By Kelli Ainsworth, Editorial Coordinator
IADC’s first-ever student chapter, at Texas A&M University, received its certificate of organization at a luncheon held by the association’s Houston Chapter on 31 January. “Having an organization like IADC at the student level allows students to understand what kind of career opportunities are out there and where they might fit in the professional oil and gas industry,” Andy Hendricks, 2017 IADC Chairman and President/CEO of Patterson-UTI Energy, said at the luncheon.
For years, IADC had been considering ways to reach out to the next generation of industry professionals, said Ron Lee, Director of Marketing and Contracts for Noble Drilling. Mr Lee is serving as IADC adviser to the student chapter. “If you look at our stakeholder map for IADC, a key element that has been missing is a formal vehicle for engaging with the next generation of young professionals,” he said.
At the same time, students had expressed a desire for opportunities to engage with the drilling industry while in school.
Last year, when members of the IADC Houston Chapter were interviewing Texas A&M students for scholarships, one student asked whether IADC had any student organizations. That student, Corey Wittig, a senior petroleum engineering major, now serves as Chairman of the IADC Texas A&M Student Chapter.
Besides Mr Wittig, the student chapter’s leadership includes senior petroleum engineering majors Zachary Matous and Wendolyne Castillo and sophomore petroleum engineering major Zack Aldelamy. Together, they are working to provide networking experiences through meetings, technical workshops, well control courses and a golf tournament. “Whenever you get into the industry, you won’t be going in blind,” Mr Wittig said. “You’ll have these connections already built into your college experience.”
The chapter’s first meeting, to provide information for interested students, was held on the Texas A&M campus on 13 February. The organization is open to students from all disciplines who have an interest in the oil and gas industry, Mr Wittig said. “We want to promote cross-disciplinary interaction,” he said. “We’re trying to get them to engage together so that they’re more prepared for whenever they get into the industry and actually have to engage on a multidisciplinary basis with different types of people.”
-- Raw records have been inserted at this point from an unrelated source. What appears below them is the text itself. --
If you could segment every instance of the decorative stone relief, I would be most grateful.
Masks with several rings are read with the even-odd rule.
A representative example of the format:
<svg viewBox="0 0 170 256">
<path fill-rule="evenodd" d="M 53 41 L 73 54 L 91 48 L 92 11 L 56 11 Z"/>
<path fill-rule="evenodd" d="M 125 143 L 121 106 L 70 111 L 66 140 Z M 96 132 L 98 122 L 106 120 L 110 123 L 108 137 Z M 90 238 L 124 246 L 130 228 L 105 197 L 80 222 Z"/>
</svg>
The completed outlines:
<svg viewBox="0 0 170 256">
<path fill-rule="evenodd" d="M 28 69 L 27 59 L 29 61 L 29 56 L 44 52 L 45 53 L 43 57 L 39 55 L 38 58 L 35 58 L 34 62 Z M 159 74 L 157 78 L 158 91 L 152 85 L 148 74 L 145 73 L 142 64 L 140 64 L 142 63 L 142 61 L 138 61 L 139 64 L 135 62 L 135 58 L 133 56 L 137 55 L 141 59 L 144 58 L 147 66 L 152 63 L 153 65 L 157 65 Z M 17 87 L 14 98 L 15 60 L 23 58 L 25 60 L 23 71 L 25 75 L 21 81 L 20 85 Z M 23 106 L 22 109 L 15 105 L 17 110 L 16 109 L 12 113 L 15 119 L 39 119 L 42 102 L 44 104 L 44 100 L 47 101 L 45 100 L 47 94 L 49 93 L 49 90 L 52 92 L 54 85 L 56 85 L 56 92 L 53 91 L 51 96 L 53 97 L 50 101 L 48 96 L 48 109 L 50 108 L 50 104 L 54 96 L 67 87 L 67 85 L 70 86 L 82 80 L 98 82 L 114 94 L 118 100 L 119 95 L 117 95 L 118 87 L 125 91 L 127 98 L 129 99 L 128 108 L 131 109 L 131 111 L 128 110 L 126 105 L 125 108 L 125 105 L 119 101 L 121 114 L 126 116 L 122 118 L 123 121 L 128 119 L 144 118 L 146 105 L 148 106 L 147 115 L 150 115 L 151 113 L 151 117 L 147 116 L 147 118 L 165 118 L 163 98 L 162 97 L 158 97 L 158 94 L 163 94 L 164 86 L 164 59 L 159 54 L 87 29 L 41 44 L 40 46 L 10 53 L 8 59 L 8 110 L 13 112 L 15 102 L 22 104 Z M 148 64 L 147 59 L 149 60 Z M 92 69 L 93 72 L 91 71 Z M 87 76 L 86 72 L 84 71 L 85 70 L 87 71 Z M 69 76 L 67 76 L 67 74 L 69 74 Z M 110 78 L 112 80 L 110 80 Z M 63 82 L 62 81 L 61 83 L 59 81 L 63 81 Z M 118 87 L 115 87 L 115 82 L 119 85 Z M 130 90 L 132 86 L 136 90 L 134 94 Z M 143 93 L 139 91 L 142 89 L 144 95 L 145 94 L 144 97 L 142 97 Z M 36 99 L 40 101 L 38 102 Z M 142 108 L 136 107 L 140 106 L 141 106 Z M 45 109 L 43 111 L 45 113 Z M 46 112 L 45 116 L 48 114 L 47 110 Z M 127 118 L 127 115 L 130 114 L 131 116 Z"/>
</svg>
Later in February, the chapter hosted a well control class taught by Randy Smith of Smith, Mason and Co. All 55 students who attended the course passed and received WellSharp Introductory Well Control Certification.
Not only will the student chapter work to foster a closer relationship between student members and industry professionals, but it also will aid collaboration between Texas A&M University and IADC. This will provide more opportunities for the industry to take advantage of school faculty expertise, Dr Jerome Schubert, the chapter’s faculty sponsor, said. “You could work with some great professors and great grad students to solve problems for the industry,” he said. Already, Texas A&M faculty are working on projects with Statoil, Enhanced Drilling, Tenaris and US Steel, according to Dr Schubert.
The more the industry lends its support, the more the chapter will be able to succeed, and the better-positioned IADC will be to create additional student chapters at other universities. “Texas A&M is a great place to kick off the student chapter for IADC, and we expect to be able to grow it to other universities after this has become a model for how to make it work,” Mr Hendricks said. “We encourage everybody’s support in helping sustain this and make it successful at Texas A&M so it can be successful at other universities, as well.”
IADC is already engaging with additional universities that have expressed interest in establishing student chapters. Rather than focusing only on schools with strong petroleum engineering programs, IADC is looking for opportunities to start student chapters at as many universities as possible. As IADC begins to launch student chapters at other schools, the association will look to university alumni in the drilling industry for assistance, said Chris Menefee, Vice President of Business Development at Independence Contract Drilling and IADC Houston Chapter Chairman.